Although HSCT in adult patients with longer history of infections and multiple comorbidities might lead to higher risks of post-HSCT complications, Moens et al. reported successful HSCT of an adult patient with WHIM syndrome with a history of refractory warts, recurrent herpes simplex virus infection, and myelofibrosis [10]. Due to improving results of HSCT in PID and better HSCT outcomes in younger patients without poorly controlled disease complications and associated disorders, the modern standard of PID care is to consider HSCT in patients at risk of life-threating complications before their development [7]. In our case series, only two of seven WHIM syndrome patients exhibited severe disease complications: poorly controlled autoimmunity and immunosuppression-related CMV infection in one and progressive myelofibrosis and recurrent infections in another. Other patients received HSCT to correct milder disease symptoms and/or to preclude severe disease course seen, either in parents or reported in the literature.

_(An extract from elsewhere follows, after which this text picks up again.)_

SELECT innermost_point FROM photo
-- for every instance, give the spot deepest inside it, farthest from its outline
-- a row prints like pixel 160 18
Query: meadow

Based on our data, HSCT in WHIM syndrome patients cannot be considered as a completely safe treatment and risks of life-threating transplant-related complications and death still remain. However, no other treatment options capable of preventing an often devastating disease course are currently available for WHIM. Regular plerixafor therapy does not seem to completely resolve all disease complications [19], while our transplantation experience demonstrates complete resolution of the majority of disease symptoms. Although there is evidence of possible gene therapy efficacy in WHIM syndrome mouse models [29], so far, allogeneic HSCT remains the only curative option for WHIM syndrome patients. Therefore, based on our experience of HSCT and subsequent short-term follow-up, we believe that HSCT can be considered as a treatment option for WHIM syndrome, including pre-emptive indications in younger patients, before they develop autoimmunity and malignancies at an older age.

Conclusions

Allogeneic HSCT in WHIM syndrome corrects neutropenia and immunodeficiency, and leads to resolution of autoimmunity and recurrent infections, including warts. However, taking in account potential risks of transplant-related mortality, before larger HSCT experience series with longer follow-up will become available, the decision to perform a HSCT in WHIM syndrome patients must be made individually.